I'm glad you included this, because it answers the rest of your post.
The ancient Romans practiced both surgical and chemical abortions. They also did leave imperfect babies to the elements to die.
Yes, Christians rescued those babies and raised them as their own (which meant, remember, nursing Christian mothers sucking these unwanted babies on their own breasts).
When the pagan Romans discovered this practice, they accused Christians of cannibalism--that the Christians were using these babies in weekly orgies of drinking blood and eating flesh. In the mid-2nd century, a Christian named
Athenagoras stood before Caesar to defend Christians against this false accusation.
Athenagoras pointed out that Christians were even then preaching against abortion. His argument was, essentially, "You know we preach against abortion, so how could we also be killing babies ourselves?"
But this is the thing that the pagan Romans saw: Christians didn't just preach at pagans against abortion.
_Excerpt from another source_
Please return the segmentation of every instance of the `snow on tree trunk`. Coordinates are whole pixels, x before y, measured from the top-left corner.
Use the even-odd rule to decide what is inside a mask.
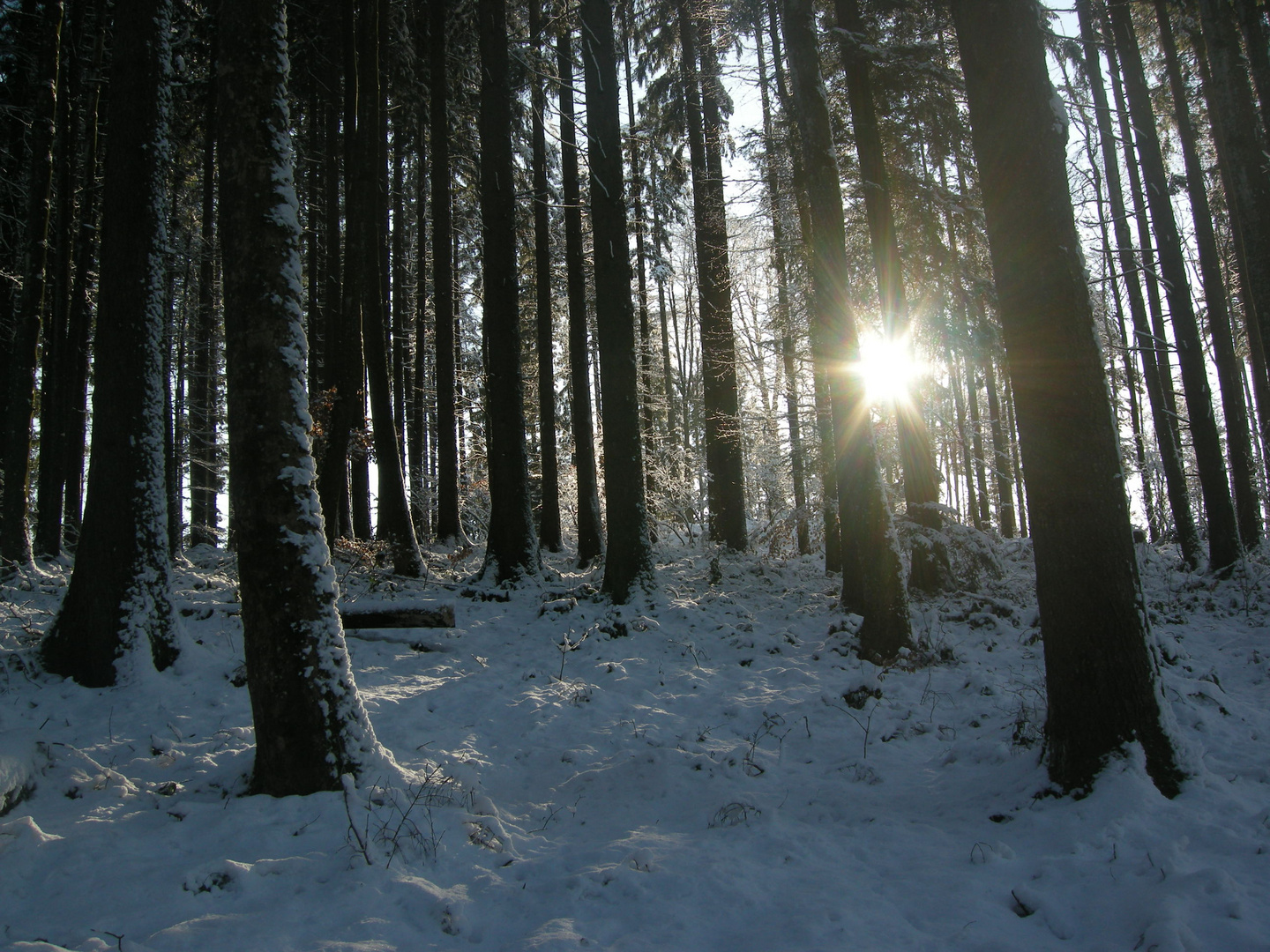
[[[338,790],[381,755],[353,682],[314,489],[282,0],[225,0],[221,222],[230,495],[253,787]]]
[[[954,4],[1022,449],[1045,645],[1049,772],[1087,787],[1138,740],[1167,795],[1182,778],[1156,663],[1039,8]]]
[[[168,0],[116,6],[88,503],[66,599],[41,645],[46,669],[90,687],[126,675],[142,645],[160,670],[178,654],[163,377],[169,13]]]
They didn't even insist that Caesar change the laws to prevent abortion or save the children.
They went out and rescued the babies themselves.
When did you see Christians today do the same thing--standing at the abortion clinics saying, "Don't kill your babies--
we will take them!" It's not without evidence that pagans can quip, "Christians only care about babies until they're born."
Why did those Christians not implore Caesar to obey God? Because pagans are pagans, and Paul had already exhaustively explained that pagans
cannot obey God. Nowhere in the New Testament is the Church ever given the mission to fix the Roman empire, of which the US is a vestige.
Jesus never told us to fix the Roman empire, and Paul certainly never took that as his mission. There is no indication that the early Church fathers of the 2nd and third centuries ever took up the mission of fixing the Roman empire.
After Constantine and the next two emperors made Christianity the Roman state religion, people got the idea that they
could make pagans obey God by putting a sword to their throats, and that's where Christianity was headed up unto the Protestant Reformation into the Thirty Years War. That ended the future possibility of a Holy Roman Empire, but kings still considered it their right to dictate the religion of their subjects (as kings had been doing since Nimrod).
Because the king was the patron of the Church, the Church had a stake in the king's success, whether it was by holy or unholy means. Because the king gave status to the Church, it was socially advantageous for ambitious men to profess Christianity and take Church leadership positions whether they truly believed it or not.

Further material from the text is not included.